With a weak stock and poor turnaround time on merchandise it should be clear that Tata is not a company I would recommend to invest in unless management comes to grips and takes the market by the horns. 9. What actions would you suggest to the company’s management team to help Tata Motors sustain or improve its competitive position in the domestic market and global markets, and its long -term financial performance? The first action I would recommend to Tata Motors is to concentrate on the global market with automobiles that will sell worldwide and meet worldwide standards of performance and safety.
I believe if Tata would concentrate on there advantage of being an India company and truly utilize the exchange rates as they have with JLR they can release a worldwide automobile to get their brand name out to the people such the United States and we have seen many times before that despite some of our nations shortcomings that other nations look to the U. S. for the next big thing and Tata could capitalize on that with innovation and a revitalized production.

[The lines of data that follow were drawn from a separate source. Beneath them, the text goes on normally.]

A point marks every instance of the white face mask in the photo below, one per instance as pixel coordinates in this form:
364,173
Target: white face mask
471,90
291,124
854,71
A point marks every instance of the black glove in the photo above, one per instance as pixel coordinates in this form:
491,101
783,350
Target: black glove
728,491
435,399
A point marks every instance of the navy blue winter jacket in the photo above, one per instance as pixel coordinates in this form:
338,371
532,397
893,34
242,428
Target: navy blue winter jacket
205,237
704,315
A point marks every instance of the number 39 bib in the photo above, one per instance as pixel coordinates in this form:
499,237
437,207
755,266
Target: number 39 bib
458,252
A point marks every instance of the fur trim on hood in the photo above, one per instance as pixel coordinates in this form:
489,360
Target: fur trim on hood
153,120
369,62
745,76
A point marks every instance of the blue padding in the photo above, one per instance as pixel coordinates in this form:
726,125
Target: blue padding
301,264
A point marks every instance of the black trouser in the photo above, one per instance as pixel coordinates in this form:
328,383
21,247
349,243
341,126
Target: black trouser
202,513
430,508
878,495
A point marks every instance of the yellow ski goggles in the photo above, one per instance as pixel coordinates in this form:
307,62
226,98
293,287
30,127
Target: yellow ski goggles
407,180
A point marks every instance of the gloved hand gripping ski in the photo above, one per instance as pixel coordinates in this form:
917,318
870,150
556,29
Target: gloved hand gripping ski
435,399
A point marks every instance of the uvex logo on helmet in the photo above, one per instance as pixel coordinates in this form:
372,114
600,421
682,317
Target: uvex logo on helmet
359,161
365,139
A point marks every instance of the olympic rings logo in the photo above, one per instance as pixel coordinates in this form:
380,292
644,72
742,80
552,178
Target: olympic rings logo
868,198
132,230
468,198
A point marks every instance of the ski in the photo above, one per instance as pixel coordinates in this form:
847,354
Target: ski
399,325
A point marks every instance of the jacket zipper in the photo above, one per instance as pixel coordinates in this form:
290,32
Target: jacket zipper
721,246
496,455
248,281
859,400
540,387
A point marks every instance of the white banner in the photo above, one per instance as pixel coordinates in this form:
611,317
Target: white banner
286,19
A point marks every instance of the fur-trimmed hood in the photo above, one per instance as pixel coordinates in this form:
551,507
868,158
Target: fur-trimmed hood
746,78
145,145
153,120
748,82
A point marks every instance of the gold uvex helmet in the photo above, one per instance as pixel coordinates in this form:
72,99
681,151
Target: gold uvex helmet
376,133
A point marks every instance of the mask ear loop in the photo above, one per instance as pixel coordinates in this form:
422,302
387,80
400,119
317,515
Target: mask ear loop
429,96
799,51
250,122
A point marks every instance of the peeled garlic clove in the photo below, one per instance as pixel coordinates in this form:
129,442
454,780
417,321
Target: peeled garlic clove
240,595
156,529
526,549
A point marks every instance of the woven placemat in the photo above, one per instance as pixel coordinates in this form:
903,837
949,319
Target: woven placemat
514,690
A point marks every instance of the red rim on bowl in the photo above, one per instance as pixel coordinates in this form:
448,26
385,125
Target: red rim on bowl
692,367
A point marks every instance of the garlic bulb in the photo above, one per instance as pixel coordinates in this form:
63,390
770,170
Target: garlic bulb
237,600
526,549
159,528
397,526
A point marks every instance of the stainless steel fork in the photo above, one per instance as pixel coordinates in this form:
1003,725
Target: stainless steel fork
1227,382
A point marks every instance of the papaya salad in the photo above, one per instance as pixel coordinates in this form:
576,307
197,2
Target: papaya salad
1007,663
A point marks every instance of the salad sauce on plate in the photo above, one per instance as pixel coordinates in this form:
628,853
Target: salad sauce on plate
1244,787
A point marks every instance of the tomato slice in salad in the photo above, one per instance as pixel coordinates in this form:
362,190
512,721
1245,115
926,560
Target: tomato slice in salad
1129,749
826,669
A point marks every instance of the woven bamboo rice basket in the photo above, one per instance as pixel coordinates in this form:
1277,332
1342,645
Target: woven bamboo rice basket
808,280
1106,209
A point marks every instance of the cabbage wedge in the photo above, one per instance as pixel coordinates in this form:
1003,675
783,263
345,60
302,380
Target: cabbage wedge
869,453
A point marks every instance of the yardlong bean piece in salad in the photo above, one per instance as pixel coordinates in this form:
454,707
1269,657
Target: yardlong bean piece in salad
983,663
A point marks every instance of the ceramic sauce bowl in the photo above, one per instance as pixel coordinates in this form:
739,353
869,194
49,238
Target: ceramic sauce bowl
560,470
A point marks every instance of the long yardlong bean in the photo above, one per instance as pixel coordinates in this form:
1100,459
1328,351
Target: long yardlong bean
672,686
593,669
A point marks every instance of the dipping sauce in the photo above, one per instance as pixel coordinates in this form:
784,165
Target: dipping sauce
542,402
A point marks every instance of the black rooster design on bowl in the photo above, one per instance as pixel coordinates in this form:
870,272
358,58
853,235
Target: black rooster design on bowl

For the domestic market the Nano is simply not selling and automobiles are seen as a luxury Item in India so I see Tata could look into their two and three wheel manufacturing for innovation and sales in there home market. If everyone uses scooters and motorcycles create the next big thing in two wheel travel in your home country and capture the home market again. Scooters are very popular in other nations such as Italy as well and could easier sell an innovative scooter to other nations thereby using the exchange rate to their advantage and again building new brand awareness.
Tata must remove the stigma of being the guy that makes that cheap car and become the new big India brand in order to succeed. As much as I like Jaguars I feel that they cannot depend on their sales alone to carry the company and nor should they. Tata must examine their supply chain management and weak understanding of the Macro environment as well as in my opinion ether sell or innovate substantiates sales to invigorate the brands such as their passenger cars dropping 33. 44% and utility vehicles dropping 13. 18 %.
Hyundai is having a field day in India while Tata suffers to regain market share but motorcycle sales did increase 18% which reenforces my call on increasing R&D on motorcycles for international sale as well as go to the drawing board and see why your passenger cars are failing and fix it because it will get worse before it gets better. In summery for Tata I feel they need to look into better supply chain management, R&D, concentrate on global market with building a stronger brand, stronger CV and PV sales, and with these factors in check hopefully increase demand for what could be an emerging brand if restructured accordingly.